Par Robert Delord et Marjorie Lévêque


Octobre, l'automne est là et à la veille des vacances de la Toussaint, les premiers Conseils d'administration se font jour. Si vous ne l'avez pas déjà fait au dernier Conseil d'Administration de l'année, avant les congés estivaux, il est grand temps de présenter vos projets de sorties et voyages et de les faire voter devant cette honorable assemblée. Dans ce dossier du mois, nous entendons vous rappeler le calendrier et les démarches à respecter, mais aussi vous prodiguer quelques conseils pour l'organisation de tels projets.

I. Intérêt des voyages d'étude en LCA
« Pourquoi vous organisez un voyage en Grèce avec les latinistes ? Ils ne parlent pas latin là-bas ! » - Non, mais tu sais, même si tu vas à Rome, plus personne ne parle latin !
Voilà le type de question que peuvent poser les collègues et la réponse que le  professeur de latin peut être amené à leur faire quand il a l'idée saugrenue d'organiser un voyage pour vos élèves latinistes.
Évidemment, un voyage d'étude en langues anciennes ne peut pas – et pour cause ! - être un voyage linguistique, mais son utilité n'est pas pour autant à remettre en cause.
En effet, bien plus que les langues vivantes, l'apprentissage des Langues et Cultures de l'Antiquité nécessitent un très gros effort d'imagination. Si la City de Londres et les gratte-ciel de la grosse pomme new-yorkaise n'ont plus de secrets pour les élèves grâce aux films et aux séries télévisées devant lesquels nos chères têtes blondes passent beaucoup de temps, imaginer ce que devait être la vie d'un citoyen ou d'un esclave romain il y a plus de 2000 ans est une tâche plus ardue.
Que ce soit le forum romain, l'agora d'Athènes, la cité ensevelie de Pompéi ou le port de Carthage, il s'agit donc d'emmener les élèves dans les décors mêmes des textes qu'ils traduisent et lisent à chaque heure de cours.
Mais ce n'est pas tout, les voyages de section de latin et de grec sont également l'occasion de formidables projets interdisciplinaires montés aussi bien avec les collègues de lettres et d'Histoire-géographie que ceux de sciences (naissance des sciences en Grèce, volcanisme en Italie du Sud et Sicile...).
Enfin, le voyage d'étude en LCA qui est souvent, pour les collégiens, leur premier voyage à l'étranger est bien sûr un grand moment de dépaysement et d'ouverture sur le monde et les autres peuples.

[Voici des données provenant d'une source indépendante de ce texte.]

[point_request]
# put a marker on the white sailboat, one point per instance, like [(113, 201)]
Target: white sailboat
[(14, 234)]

La visite de Naples peut être l'occasion d'attirer l'attention des petits français sur le sort de leurs homologues italiens levés à l'aube pour travailler dans la rue pour dix euro par semaine. Celle d'Athènes de leur montrer les carreaux cassés des écoles publiques grecques qui, faute de moyens, n'ont pas non plus de chauffage l'hiver. Celle d'El Jem en Tunisie de constater la ferveur des écoliers qui font parfois 10 km avec leur cartable sur le dos pour gagner l'école la plus proche.

II. Organiser un voyage
1°- Anticiper
Même si le jeu en vaut la chandelle, l'organisation d'un voyage n'est pas chose aisée. Ceux qui ont tenté l'expérience pourront en témoigner.
La chose primordiale est d'anticiper toutes les échéances afin de ne pas se laisser déborder par toutes les tâches et démarches à accomplir.
Si l'essentiel se joue, nous l'avons dit, à la rentrée scolaire et plus précisément lors du premier C.A. de l'année, traditionnellement consacré aux bilans de l'année précédente et à la mise aux voix des projets de sorties et des voyages pédagogiques, le ou les professeurs responsables doivent s'y prendre bien en amont afin de prévoir le programme du voyage et d'en assurer le financement.
Il est bien sûr possible pour l'enseignant d'organiser seul son voyage, sans recourir aux voyagistes, mais dans le cadre d'un voyage en LCA qui rend difficile les échanges linguistiques avec des élèves d'autres pays, un voyagiste professionnel rend toutefois bien des services et permet de partir l'esprit tranquille pour des tarifs guère plus élevés, voire inférieure (grâce aux tarifs de gros qu'il obtient) à ceux d'un voyage « fait maison ». La possibilité de souscrire une assurance annulation (qui s'élève environ à 3% du coût du voyage) n'est pas non plus à négliger.
L'idéal est d'avoir arrêté son projet aux environs du mois de mars ou avril de l'année précédente afin d'être assuré de pouvoir obtenir avant l'été les premiers devis des voyagistes, d'intégrer votre projet dans le contrat d'objectifs de l'établissement et éventuellement de faire voter le voyage (son principe seulement ou même son budget si le projet est suffisamment avancé) au dernier C.A. de l'année.

2°- Planifier
Compte tenu de la multitude de tâches variées qui incombent à l'enseignant Gentil Organisateur de voyage d'étude, celui-ci doit s'imposer un planning draconien.
- préparation du programme du voyage et du projet pédagogique en concertation avec les collègues des différentes disciplines qui s'associent au projet
- demande des premiers devis aux voyagistes (purement estimatifs puisque la législation rend obligatoire le recours à un appel d'offre national)
- recherche de financements divers
- établissement du budget du voyage (l'aide de l'intendant est souvent la bienvenue : le C.A. ne pouvant normalement voter qu'un budget en équilibre et établi)
- vote du budget en C.A. (budget global du projet et coût maximal à la charge des familles)
- lancement sur le site Internet ad hoc de l'appel d'offre pour la mise en concurrence des entreprises et choix du prestataire sur des critères à la fois financiers et pédagogiques
- information des parents (une réunion parents – élèves – professeurs reste le meilleur moyen de régler tous les problèmes, de répondre à toutes les questions et de lever les dernières craintes des parents d'élèves de collège qui voient souvent leur progéniture quitter le nid familial pour la première fois sur une longue durée)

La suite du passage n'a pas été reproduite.